When they got back to the house, she gave him the grand tour, put the bed in a corner of their bedroom and let Socrates explore the house and yard on his own. Just before she expected Evan, she got her camera and settled Socrates on the sofa.
He waited politely, as if he knew that something was up.
Evan came through the door and instead of being greeted by Mary Katherine, he was greeted by a shaggy little gray dog who hopped off his sofa and walked over to sit in front of him, looking up expectantly. Evan knelt down to pet him as Mary Katherine captured the moment on her camera. It was love at first sight. Socrates put his front paws on Evan’s knee and looked up at him adoringly. Evan picked him up and crossed the room to kiss Mary Katherine.
“Does this dog have a name?” he asked, still holding him and scratching his head between the ears.
“Socrates.” Mary Katherine replied. “Isn’t he perfect?”
“Of all the gifts you’ve ever given me,” Evan said, “he’s the best.”
Over dinner she told Evan about how she had selected Socrates, while Socrates lay at Evan’s feet with his head resting on Evan’s shoe. He found it difficult to believe the volunteer had said he was ill tempered. The little dog followed him wherever he went for the entire evening. He waited politely to be invited up on the furniture and when he needed to go out he sat patiently by the door. He scampered up the stairs ahead of them as they went up to go to bed, looking back at them on each landing. Evan put him on the dog bed and he snuggled down, seemingly content.
When she woke up the next morning Mary Katherine looked across the room at the little dog bed and what she saw made her gently shake Evan awake.

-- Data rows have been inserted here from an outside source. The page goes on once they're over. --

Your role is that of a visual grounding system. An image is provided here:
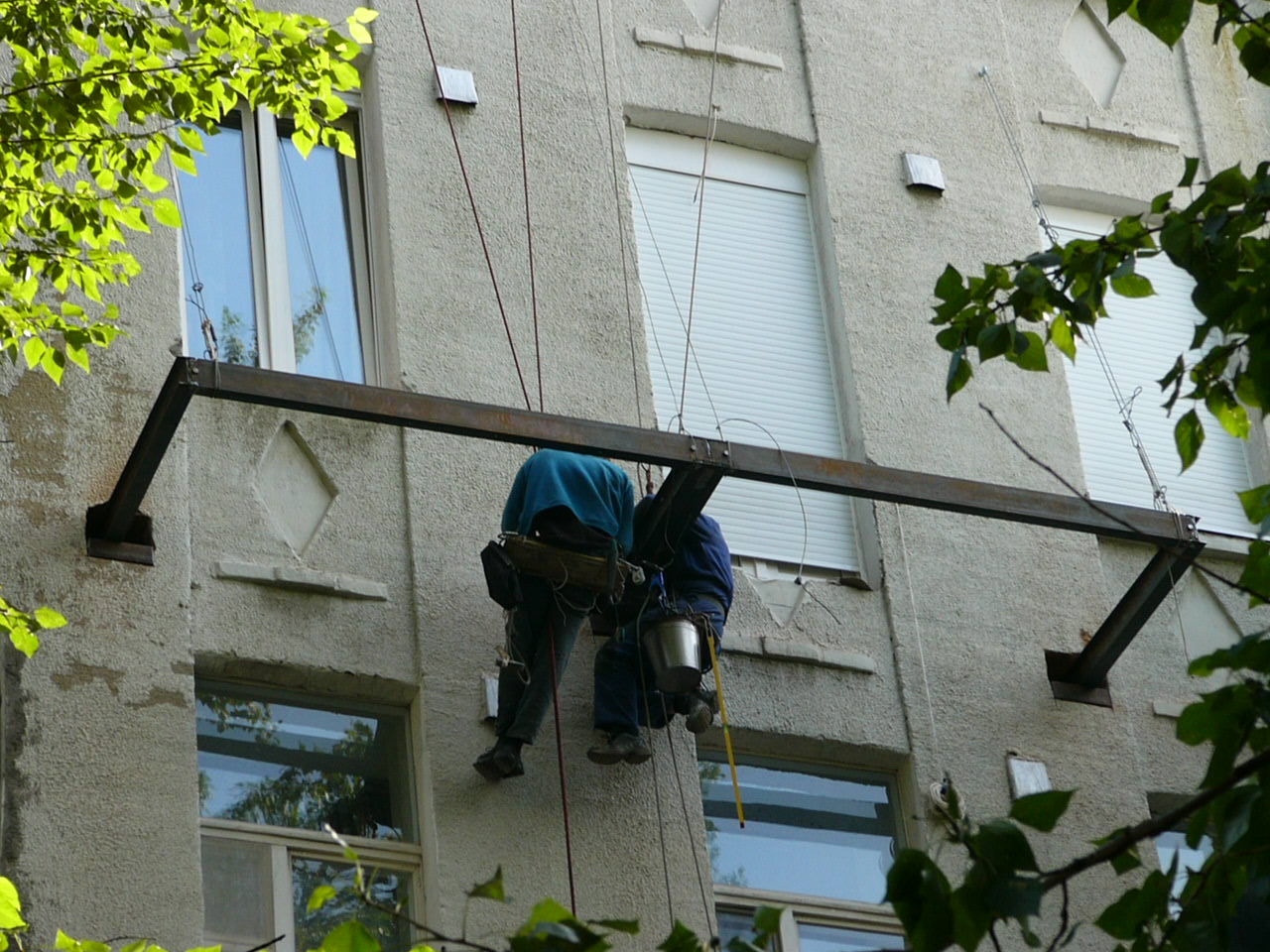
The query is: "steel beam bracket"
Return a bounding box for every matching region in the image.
[1045,537,1204,707]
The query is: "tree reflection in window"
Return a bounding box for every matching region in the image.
[195,683,414,839]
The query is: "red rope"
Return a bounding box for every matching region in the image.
[511,0,544,412]
[548,617,577,917]
[414,0,534,410]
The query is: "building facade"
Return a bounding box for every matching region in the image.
[0,0,1270,952]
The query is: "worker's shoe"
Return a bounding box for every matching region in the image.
[472,738,525,781]
[586,734,653,767]
[676,690,715,734]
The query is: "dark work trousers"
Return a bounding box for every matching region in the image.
[588,595,724,734]
[494,575,595,744]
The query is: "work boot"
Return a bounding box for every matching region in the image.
[586,734,653,767]
[472,738,525,781]
[684,690,715,734]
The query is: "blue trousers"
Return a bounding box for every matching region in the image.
[594,595,724,734]
[494,575,595,744]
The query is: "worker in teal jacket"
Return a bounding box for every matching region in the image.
[473,449,635,780]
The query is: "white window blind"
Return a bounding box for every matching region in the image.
[627,130,858,570]
[1051,209,1256,536]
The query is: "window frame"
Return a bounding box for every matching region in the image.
[194,675,427,952]
[698,744,912,952]
[625,126,880,589]
[1039,200,1270,540]
[173,102,382,385]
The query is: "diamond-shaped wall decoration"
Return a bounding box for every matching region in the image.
[684,0,722,29]
[257,421,339,554]
[1060,0,1124,105]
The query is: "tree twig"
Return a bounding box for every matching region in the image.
[1040,748,1270,892]
[979,404,1270,602]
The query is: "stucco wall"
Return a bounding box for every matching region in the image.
[0,0,1267,949]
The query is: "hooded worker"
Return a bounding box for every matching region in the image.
[586,496,733,765]
[472,449,635,780]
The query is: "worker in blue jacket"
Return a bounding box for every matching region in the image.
[586,496,733,765]
[473,449,635,780]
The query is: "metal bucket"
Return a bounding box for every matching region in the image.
[641,617,701,694]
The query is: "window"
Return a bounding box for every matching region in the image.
[1156,830,1270,952]
[178,109,375,384]
[698,750,904,952]
[195,681,422,952]
[1051,209,1255,536]
[626,130,858,570]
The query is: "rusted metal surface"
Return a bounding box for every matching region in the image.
[86,357,1204,703]
[1062,542,1204,688]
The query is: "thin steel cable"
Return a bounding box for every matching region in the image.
[680,0,724,432]
[278,142,346,380]
[718,416,808,585]
[548,606,577,919]
[414,0,534,410]
[630,176,718,429]
[666,710,718,937]
[511,0,544,413]
[168,155,221,363]
[979,66,1172,512]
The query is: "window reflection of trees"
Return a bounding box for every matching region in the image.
[198,692,401,839]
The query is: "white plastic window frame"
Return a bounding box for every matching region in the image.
[177,96,382,385]
[195,676,427,952]
[698,748,908,952]
[1040,203,1270,547]
[198,816,423,952]
[626,126,881,589]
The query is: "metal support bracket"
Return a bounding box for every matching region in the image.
[1045,540,1204,707]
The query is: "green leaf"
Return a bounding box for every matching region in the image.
[1006,330,1049,371]
[1129,0,1194,47]
[22,337,49,369]
[970,820,1036,874]
[886,849,953,952]
[1010,789,1075,833]
[658,919,701,952]
[318,919,380,952]
[1174,410,1204,472]
[1111,272,1156,298]
[1178,155,1199,187]
[1049,320,1076,363]
[467,866,507,902]
[1204,387,1248,439]
[0,625,40,659]
[36,606,66,629]
[153,198,181,228]
[308,883,336,912]
[0,878,26,934]
[944,346,974,400]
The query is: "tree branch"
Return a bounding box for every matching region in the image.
[1040,748,1270,892]
[979,404,1270,602]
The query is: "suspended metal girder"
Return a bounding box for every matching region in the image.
[86,357,1204,686]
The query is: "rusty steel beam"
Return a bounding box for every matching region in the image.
[151,358,1195,544]
[87,357,1204,690]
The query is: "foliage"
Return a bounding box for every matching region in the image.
[886,635,1270,952]
[909,7,1270,952]
[0,598,66,657]
[0,0,376,654]
[931,0,1270,604]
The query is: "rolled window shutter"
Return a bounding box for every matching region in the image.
[1052,210,1256,536]
[630,137,858,570]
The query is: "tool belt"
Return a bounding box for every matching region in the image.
[481,536,644,608]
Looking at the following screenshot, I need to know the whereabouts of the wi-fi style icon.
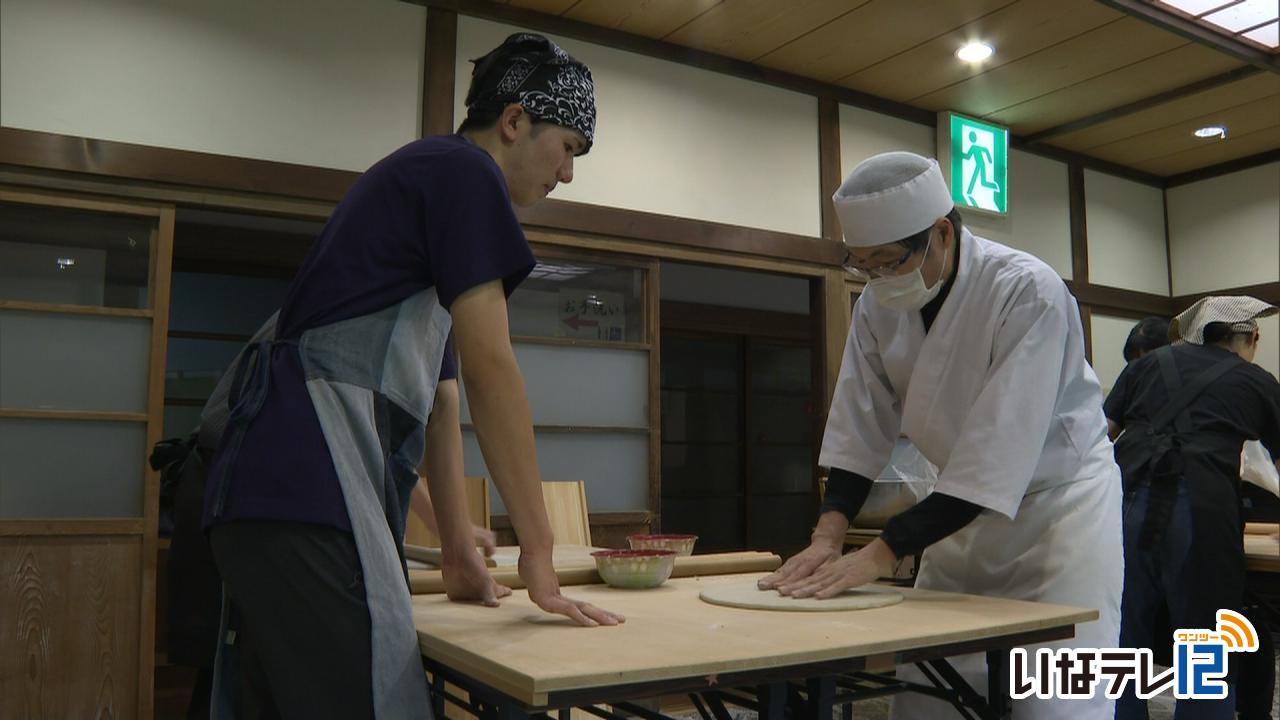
[1217,610,1258,652]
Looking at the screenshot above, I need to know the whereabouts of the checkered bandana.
[467,32,595,155]
[1169,295,1280,345]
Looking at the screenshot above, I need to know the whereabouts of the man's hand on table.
[777,538,897,600]
[756,533,841,594]
[440,538,511,607]
[508,551,626,628]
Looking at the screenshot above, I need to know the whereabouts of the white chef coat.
[819,231,1124,720]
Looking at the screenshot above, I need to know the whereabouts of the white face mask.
[867,231,951,313]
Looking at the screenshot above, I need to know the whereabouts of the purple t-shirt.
[205,135,534,530]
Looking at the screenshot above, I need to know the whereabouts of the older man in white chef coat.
[762,152,1123,720]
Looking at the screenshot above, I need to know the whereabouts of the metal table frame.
[422,624,1075,720]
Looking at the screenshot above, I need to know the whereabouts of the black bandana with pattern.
[466,32,595,155]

“Look at your dog,” she said.
Evan sat up and saw that sometime in the night Socrates had gotten out of his bed and gotten one of Evan’s running shoes and taken it back to bed with him and was still sound asleep, the shoe between his front paws and his head resting on it.
“That’s a brand new pair of running shoes,” Evan said, starting to get up.
Mary Katherine pulled him back. “You have ten other pairs of running shoes. You can buy another pair. You can’t take those from him. He has abandonment issues.”
Evan looked at her incredulously for a moment and then started to laugh. “Are we the only people in the world who would adopt a dog with abandonment issues?”